Há alguns anos atrás, tive à oportunidade de orientar um trabalho de conclusão de curso, voltado para se pensar os primeiros passos do futebol brasileiro. Lembro-me que, alguns(mas) colegas brincavam que falaríamos somente sobre grandes jogadas, belíssimas defesas, gols inesquecíveis e tantos outros assuntos relacionados a prática futebolística em si. Mesmo as perspectivas dos colegas soando em tom de brincadeira, me chamava atenção seus posicionamentos, quando esses diziam muito sobre como as pessoas de uma forma em geral, pensam o futebol, compreendendo-o somente por meio de um esporte, deslocando-o da realidade social.


A pesquisa em questão, procurava observar o preconceito endereçado ao negro no início do século XX, quando, a maioria da sociedade constituída por negros não poderia se quer acompanhar uma partida de futebol. O ludopédio brasileiro nasce com um caráter classista, racista, praticado por poucos indivíduos, sendo em grande proporção homens brancos, filhos de grandes industriais e, alguns sortudos operários que, tinham o “privilégio” de jogarem com os seus patrões, desde que fossem brancos, evidentemente. Quem se interessar pelo debate e, quiser acompanhar um pouco da trajetória do negro no futebol, recomendo o que considero o mais importante trabalho da área, o livro do jornalista, Mario Filho, intitulado, O Negro no Futebol Brasileiro (2010).

Entre as inúmeras entrevistas realizadas pelo jornalista, uma em especial me chama à atenção. Me refiro a uma frase emblemática do ex-jogador Robson que, em seus diálogos com Mario Filho disse: “Eu já fui preto e sei o que é isso”. Não tenho a pretensão de entrar no mérito da frase em si, procurando pensar por exemplo, nos fatores que fizeram com que, Robson não se reconhecesse mais como negro. Particularmente o que me interessa é sua reflexão sobre as dificuldades de ser negro no Brasil nas primeiras décadas do século anterior. Dificuldades essas que, perpassam o tempo e, desnuda à nossa frente.

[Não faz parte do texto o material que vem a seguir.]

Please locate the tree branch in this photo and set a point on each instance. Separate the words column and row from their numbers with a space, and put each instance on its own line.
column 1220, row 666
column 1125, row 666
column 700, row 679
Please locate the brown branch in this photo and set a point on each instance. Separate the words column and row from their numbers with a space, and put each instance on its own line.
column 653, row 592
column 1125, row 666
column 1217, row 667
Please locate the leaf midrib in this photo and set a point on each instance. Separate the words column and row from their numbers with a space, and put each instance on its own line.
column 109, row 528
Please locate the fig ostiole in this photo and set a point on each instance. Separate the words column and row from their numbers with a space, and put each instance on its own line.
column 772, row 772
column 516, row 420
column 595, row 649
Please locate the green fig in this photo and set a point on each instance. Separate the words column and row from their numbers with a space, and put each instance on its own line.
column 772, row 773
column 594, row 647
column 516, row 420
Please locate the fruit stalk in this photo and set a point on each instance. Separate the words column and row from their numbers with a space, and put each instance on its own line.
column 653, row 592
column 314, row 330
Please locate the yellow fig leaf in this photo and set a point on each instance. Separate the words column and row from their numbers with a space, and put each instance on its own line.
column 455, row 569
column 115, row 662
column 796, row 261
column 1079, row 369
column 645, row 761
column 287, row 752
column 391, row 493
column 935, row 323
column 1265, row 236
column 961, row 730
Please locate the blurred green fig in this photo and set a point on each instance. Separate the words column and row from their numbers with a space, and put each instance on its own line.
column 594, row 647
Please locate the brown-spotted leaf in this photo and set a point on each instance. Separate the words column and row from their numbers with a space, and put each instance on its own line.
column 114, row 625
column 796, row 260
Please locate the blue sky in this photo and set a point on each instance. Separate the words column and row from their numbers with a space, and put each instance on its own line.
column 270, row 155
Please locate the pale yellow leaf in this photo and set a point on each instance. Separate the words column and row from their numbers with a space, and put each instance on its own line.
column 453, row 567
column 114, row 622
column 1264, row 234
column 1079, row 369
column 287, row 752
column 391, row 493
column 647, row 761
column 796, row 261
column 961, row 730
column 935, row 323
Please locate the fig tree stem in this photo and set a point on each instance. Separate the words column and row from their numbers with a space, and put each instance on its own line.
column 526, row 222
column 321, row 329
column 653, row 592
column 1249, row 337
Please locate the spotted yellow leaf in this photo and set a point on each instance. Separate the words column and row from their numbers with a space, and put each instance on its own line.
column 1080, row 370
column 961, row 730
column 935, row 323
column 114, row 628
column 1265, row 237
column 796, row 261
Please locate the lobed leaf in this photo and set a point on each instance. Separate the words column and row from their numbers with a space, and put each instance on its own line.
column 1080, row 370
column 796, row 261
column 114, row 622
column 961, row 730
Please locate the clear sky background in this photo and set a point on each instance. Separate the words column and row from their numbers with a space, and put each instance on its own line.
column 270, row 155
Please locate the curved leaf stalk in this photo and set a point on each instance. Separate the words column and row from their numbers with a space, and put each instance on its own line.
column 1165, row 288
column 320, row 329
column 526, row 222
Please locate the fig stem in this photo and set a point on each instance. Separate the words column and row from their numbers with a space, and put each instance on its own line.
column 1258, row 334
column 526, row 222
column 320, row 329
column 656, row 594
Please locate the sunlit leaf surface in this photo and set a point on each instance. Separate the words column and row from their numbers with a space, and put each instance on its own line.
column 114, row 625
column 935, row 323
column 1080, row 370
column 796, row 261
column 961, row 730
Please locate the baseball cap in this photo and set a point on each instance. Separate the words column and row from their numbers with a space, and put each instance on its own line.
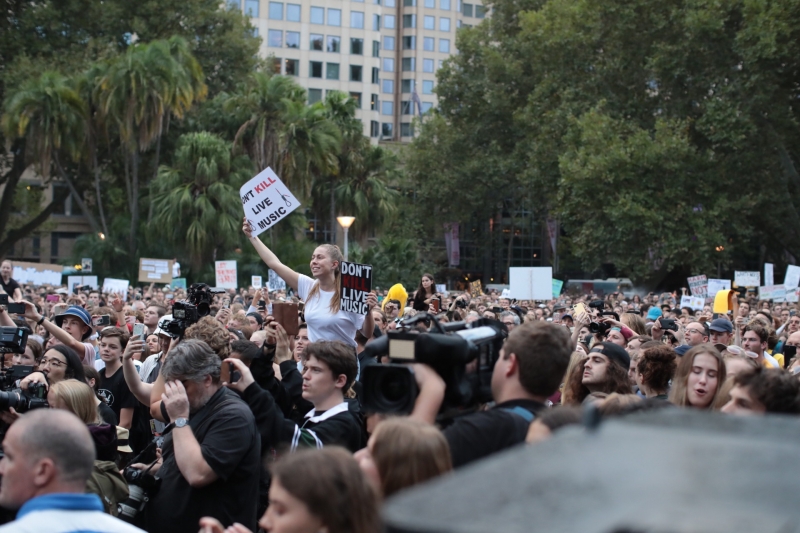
column 721, row 325
column 81, row 314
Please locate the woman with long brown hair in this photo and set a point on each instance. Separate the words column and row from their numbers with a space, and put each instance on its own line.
column 322, row 295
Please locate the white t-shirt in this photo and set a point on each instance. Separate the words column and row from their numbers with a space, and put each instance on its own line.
column 322, row 325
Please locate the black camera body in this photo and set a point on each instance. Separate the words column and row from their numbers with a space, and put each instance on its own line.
column 392, row 388
column 188, row 312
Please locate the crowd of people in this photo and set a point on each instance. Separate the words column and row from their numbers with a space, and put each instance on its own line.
column 158, row 421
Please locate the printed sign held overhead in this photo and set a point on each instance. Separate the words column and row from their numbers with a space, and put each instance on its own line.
column 356, row 286
column 266, row 201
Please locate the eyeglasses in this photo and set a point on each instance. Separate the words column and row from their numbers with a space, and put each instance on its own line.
column 52, row 362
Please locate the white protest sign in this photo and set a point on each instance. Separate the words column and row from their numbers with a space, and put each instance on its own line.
column 266, row 201
column 776, row 293
column 118, row 286
column 531, row 283
column 792, row 278
column 716, row 285
column 276, row 282
column 226, row 274
column 698, row 285
column 693, row 302
column 747, row 279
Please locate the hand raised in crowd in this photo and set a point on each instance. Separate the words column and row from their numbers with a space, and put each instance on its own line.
column 247, row 377
column 176, row 402
column 134, row 346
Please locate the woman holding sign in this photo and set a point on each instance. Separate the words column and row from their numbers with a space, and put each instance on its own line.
column 322, row 295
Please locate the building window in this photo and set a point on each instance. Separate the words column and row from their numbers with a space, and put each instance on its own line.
column 276, row 10
column 292, row 39
column 251, row 8
column 334, row 44
column 314, row 95
column 293, row 12
column 332, row 71
column 275, row 38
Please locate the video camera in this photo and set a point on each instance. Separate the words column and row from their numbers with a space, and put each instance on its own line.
column 189, row 311
column 392, row 388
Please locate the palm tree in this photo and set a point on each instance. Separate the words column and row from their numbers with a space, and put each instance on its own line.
column 137, row 91
column 50, row 114
column 196, row 203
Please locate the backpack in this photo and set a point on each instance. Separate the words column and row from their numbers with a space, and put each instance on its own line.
column 108, row 483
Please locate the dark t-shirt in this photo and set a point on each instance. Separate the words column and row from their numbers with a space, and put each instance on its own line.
column 226, row 431
column 10, row 287
column 475, row 436
column 116, row 392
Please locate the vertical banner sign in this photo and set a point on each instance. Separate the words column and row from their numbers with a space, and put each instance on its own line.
column 266, row 201
column 356, row 285
column 275, row 282
column 698, row 285
column 226, row 274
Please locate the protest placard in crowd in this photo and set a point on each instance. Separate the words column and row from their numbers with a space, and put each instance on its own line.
column 356, row 285
column 226, row 275
column 266, row 201
column 698, row 286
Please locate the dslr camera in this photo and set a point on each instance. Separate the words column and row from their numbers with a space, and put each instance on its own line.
column 392, row 388
column 189, row 311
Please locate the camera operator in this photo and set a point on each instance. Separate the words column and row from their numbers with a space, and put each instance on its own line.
column 211, row 459
column 530, row 368
column 49, row 456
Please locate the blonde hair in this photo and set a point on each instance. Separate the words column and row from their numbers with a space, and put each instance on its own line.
column 336, row 301
column 78, row 398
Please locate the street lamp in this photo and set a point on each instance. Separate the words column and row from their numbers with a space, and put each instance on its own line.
column 345, row 223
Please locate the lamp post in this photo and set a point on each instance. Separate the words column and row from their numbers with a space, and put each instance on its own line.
column 345, row 223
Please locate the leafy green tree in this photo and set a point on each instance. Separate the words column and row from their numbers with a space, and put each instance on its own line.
column 196, row 204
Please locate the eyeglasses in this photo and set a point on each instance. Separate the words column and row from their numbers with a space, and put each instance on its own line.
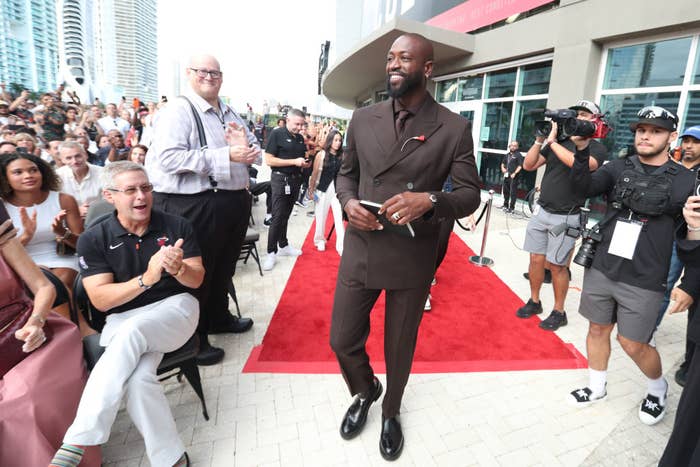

Na perspectiva do historiador, Marcelo Freixo: “O Brasil do século XXI continua a construir senzalas para os negros”. A reflexão do historiador, demonstra o quanto estamos distantes de dirimir os impactos do preconceito racial no país. O espaço ocupado pelo negro, evidentemente não é o mesmo espaço ocupado pelo branco. Para esse, os seus espaços se caracterizam muito mais pelo viés do privilégio histórico do que qualquer outra coisa, para os negros, os seus espaços somente se constituem depois de muita luta e labuta, rompendo todas as barreirais ainda muito bem alicerçadas.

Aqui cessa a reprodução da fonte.